几乎同时,603的阳台窗帘被一只“爪子”拨开一条缝。
“闪电”——或者说“哨兵-07-3D”——的头部出现在玻璃门后。它的眼睛不是犬类的湿润瞳孔,而是两枚高透光度的复合镜头,此刻正以肉眼不可见的频率快速调整焦距和扫描模式,扫视阳台和楼下。
我屏住呼吸,将自己完全融入阳台角落的阴影,同时调动脊柱节点的能量,在体表形成一层极薄的能量折射层——这是我根据水系感应开发出的新应用:利用水分子在皮肤表面形成微透镜阵列,轻微弯曲周围光线,达成视觉上的拟态效果。
这不是隐身,只是让轮廓变得模糊,在阴影中难以分辨。
“哨兵”扫描了约三十秒。它的超声波传感器发出几道脉冲,在阳台上回荡。我的折射层干扰了部分回波信号,让它无法准确定位。
最终,它似乎将刚才的反探测触发归因为“飞鸟经过”或“设备瞬态干扰”——日志里大概会这么记录。窗帘重新合上。
但我能感觉到,它的扫描模式从“常规巡逻”切换到了“增强警戒”,护盾的激活度提升了15%。
我不能再停留了。
沿着原路返回的过程比上去时更加谨慎。每一次移动都计算水汽纽带的承重和吸附力,每一步落脚都避开可能发出声响的位置。

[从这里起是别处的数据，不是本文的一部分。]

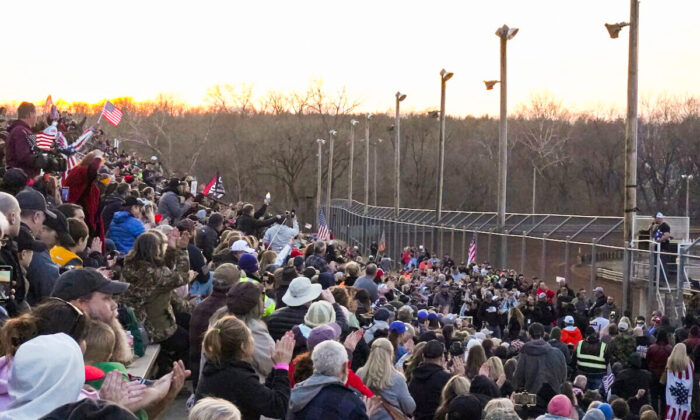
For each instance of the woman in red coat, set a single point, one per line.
(83, 191)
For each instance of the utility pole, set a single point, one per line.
(353, 123)
(369, 116)
(329, 187)
(318, 179)
(504, 33)
(630, 143)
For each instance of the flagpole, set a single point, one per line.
(103, 111)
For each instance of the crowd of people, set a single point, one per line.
(256, 319)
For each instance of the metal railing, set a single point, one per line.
(536, 244)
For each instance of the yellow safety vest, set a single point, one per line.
(269, 304)
(589, 360)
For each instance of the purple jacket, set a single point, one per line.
(18, 151)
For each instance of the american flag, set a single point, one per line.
(112, 113)
(382, 243)
(215, 187)
(472, 252)
(323, 234)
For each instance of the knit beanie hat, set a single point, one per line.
(243, 297)
(594, 414)
(248, 263)
(319, 313)
(607, 410)
(560, 405)
(325, 332)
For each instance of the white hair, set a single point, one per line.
(329, 358)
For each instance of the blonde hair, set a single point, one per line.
(99, 342)
(495, 368)
(214, 409)
(229, 338)
(678, 360)
(499, 403)
(456, 386)
(379, 369)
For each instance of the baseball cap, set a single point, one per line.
(31, 199)
(433, 349)
(397, 326)
(82, 281)
(25, 241)
(241, 246)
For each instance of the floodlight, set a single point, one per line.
(490, 84)
(615, 28)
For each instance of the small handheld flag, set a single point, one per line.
(323, 234)
(215, 187)
(472, 252)
(111, 113)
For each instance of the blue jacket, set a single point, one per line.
(124, 230)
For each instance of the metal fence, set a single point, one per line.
(585, 250)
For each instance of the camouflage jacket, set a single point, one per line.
(621, 347)
(151, 289)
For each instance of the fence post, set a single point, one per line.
(566, 259)
(522, 253)
(543, 268)
(488, 248)
(594, 268)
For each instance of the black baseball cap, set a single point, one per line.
(31, 199)
(80, 282)
(25, 241)
(433, 349)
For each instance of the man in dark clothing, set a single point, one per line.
(298, 298)
(318, 259)
(539, 363)
(18, 148)
(428, 381)
(224, 276)
(208, 236)
(114, 203)
(249, 223)
(8, 256)
(631, 380)
(324, 395)
(591, 358)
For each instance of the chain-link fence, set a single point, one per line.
(584, 250)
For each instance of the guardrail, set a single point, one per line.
(541, 244)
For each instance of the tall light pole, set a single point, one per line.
(397, 156)
(329, 187)
(374, 176)
(444, 77)
(353, 123)
(687, 178)
(505, 34)
(369, 116)
(630, 141)
(318, 178)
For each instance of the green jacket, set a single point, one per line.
(151, 291)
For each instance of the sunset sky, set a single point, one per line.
(90, 50)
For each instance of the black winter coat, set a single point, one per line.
(425, 388)
(285, 319)
(237, 382)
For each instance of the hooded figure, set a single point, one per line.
(38, 383)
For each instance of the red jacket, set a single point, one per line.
(354, 381)
(84, 192)
(571, 337)
(18, 150)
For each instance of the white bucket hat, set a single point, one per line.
(301, 291)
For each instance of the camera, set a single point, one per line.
(49, 160)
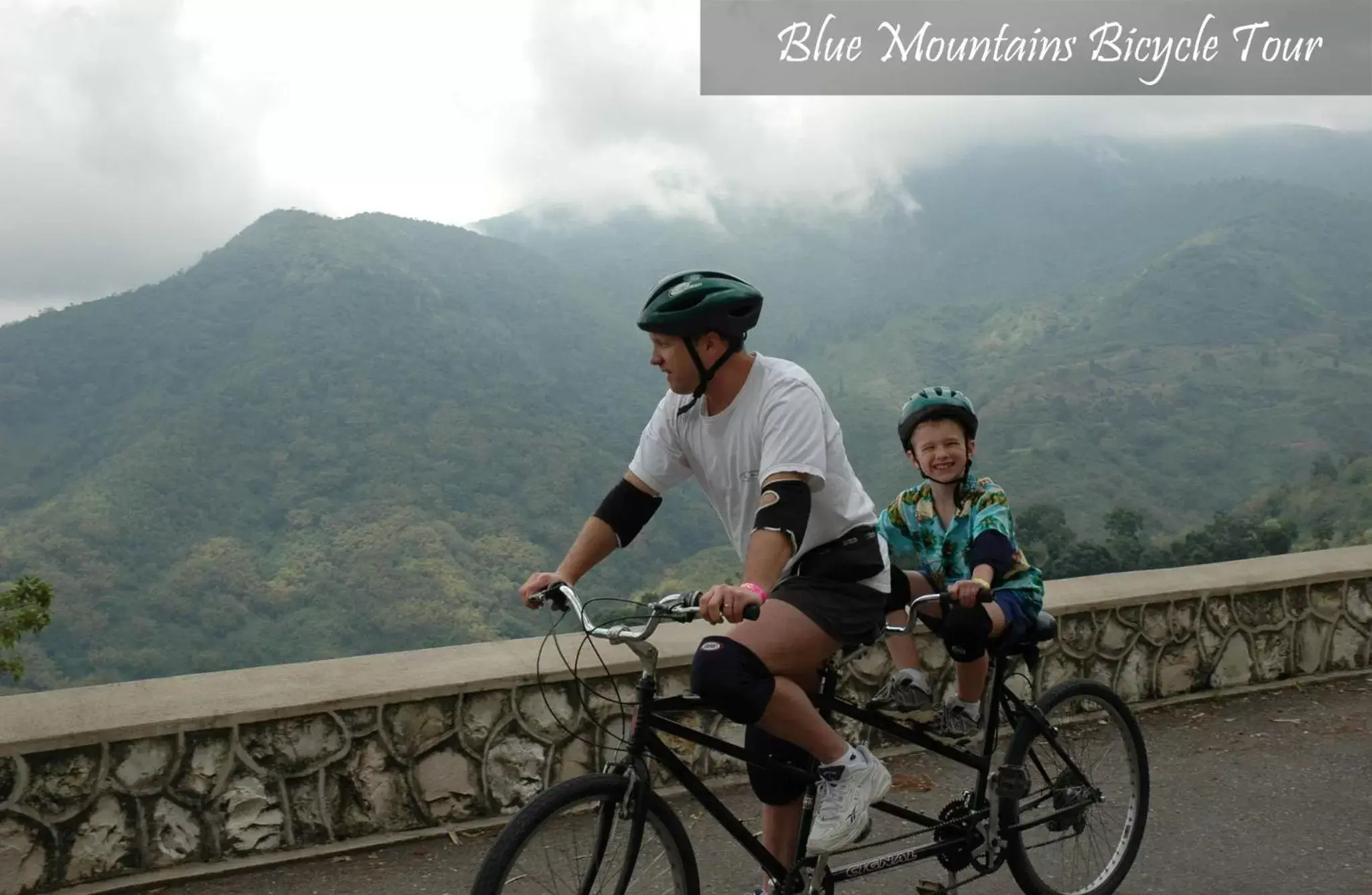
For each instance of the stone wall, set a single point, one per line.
(106, 782)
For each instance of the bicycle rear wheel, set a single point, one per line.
(1107, 791)
(570, 838)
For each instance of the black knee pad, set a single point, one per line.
(774, 787)
(732, 677)
(965, 632)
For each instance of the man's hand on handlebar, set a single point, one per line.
(726, 602)
(537, 583)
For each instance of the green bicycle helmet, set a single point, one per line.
(696, 302)
(936, 402)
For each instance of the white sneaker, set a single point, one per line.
(843, 799)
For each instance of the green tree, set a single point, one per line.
(23, 610)
(1125, 536)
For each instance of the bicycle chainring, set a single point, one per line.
(952, 829)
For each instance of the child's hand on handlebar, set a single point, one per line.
(726, 601)
(966, 592)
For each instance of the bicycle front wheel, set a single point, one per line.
(579, 837)
(1088, 793)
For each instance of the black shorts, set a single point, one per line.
(854, 614)
(828, 587)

当我终于滑回自家阳台,轻巧落地时,林晚离开才过去四十五分钟。
我趴在阳台上,心跳(狗的心跳)比平时略快。
机械狗。
常驻观测单位。
GAPI不仅在窗外对面楼顶设置了固定观测点,还在我们楼上安插了近距离的移动监控平台。这意味着他们对我的“关注等级”比我想象的更高——或者,他们关注的不只是我,还有这个房间、这个能量宝地,甚至林晚。
而“哨兵”的数据碎片显示,它已经在这里工作了至少两个月(与邻居搬来的时间吻合),并且持续监测着“S系列特征频段”——也就是我可能残留的能量签名。
好消息是:它似乎尚未确认我的真实身份,只把我归类为“需要观察的异常能量点”。
坏消息是:它的存在极大地限制了我的行动自由。任何超出普通犬类行为的举动,都可能被记录、分析、上报。
更坏的消息是:后天晚上九点,如果阳台符号真的引来某个接触者,那么“哨兵”几乎一定会监测到异常,并可能介入或呼叫支援。
我需要一个应对方案。
我走回客厅,趴在我的能量宝地——狗窝里。这里的稳定场域能帮助我冷静思考。
方案一:破坏“哨兵”。
风险太高。直接攻击GAPI资产等于宣战,会立刻招致全面反击。而且我不知道它是否有自毁或紧急报警机制。
方案二:干扰它的传感器。
可行性较高。我可以利用水系感应,在它巡逻时制造局部的“水雾屏障”,干扰它的光学和红外扫描;或者用能量脉冲干扰它的异常探测频段——但需要精确控制,不能让它意识到是故意干扰。
方案三:利用它的程序漏洞。
所有AI和机械系统都有行为逻辑边界。“哨兵”的指令是“观测”而非“介入”,除非威胁等级达到某个阈值。那么,我是否可以制造一些“看似异常但实则无害”的事件,让它产生大量误报,消耗它的计算资源,甚至触发它的行为逻辑混乱?
方案四:最冒险但可能最有效——主动接触。
不是以S-001的身份,而是以“一条似乎具有异常感知能力的狗”的身份,与它建立某种……有限的沟通?试探它的指令边界,了解它的监控重点,甚至可能误导它的评估报告?
这需要极其精密的操作,但收益也最大。
我思考着,目光落在阳台方向。
符号还在那里。
机械狗在楼上。
GAPI在窗外。
混沌组织(可能)在暗处。
而我,一条狗,卧在这个小小的能量宝地里,像棋盘上的一枚棋子。
但棋子,也可以有自己的走法。
就在这时,我听到楼道里传来脚步声——林晚提前回来了。
钥匙转动,门开。
“阿黄!我回来啦!”她的声音轻快,“猜怎么着?图书馆闭馆整修,白跑一趟。不过我在楼下遇到楼上的邻居了!”
我的耳朵竖起。
林晚放下包,蹲在我面前,眼睛发亮:“就603那对夫妇,牵着他们家那条大狗。我跟他们聊了几句,他们人还挺好的,说以后可以一起遛狗!还说他们家‘闪电’特别聪明,会很多指令呢。”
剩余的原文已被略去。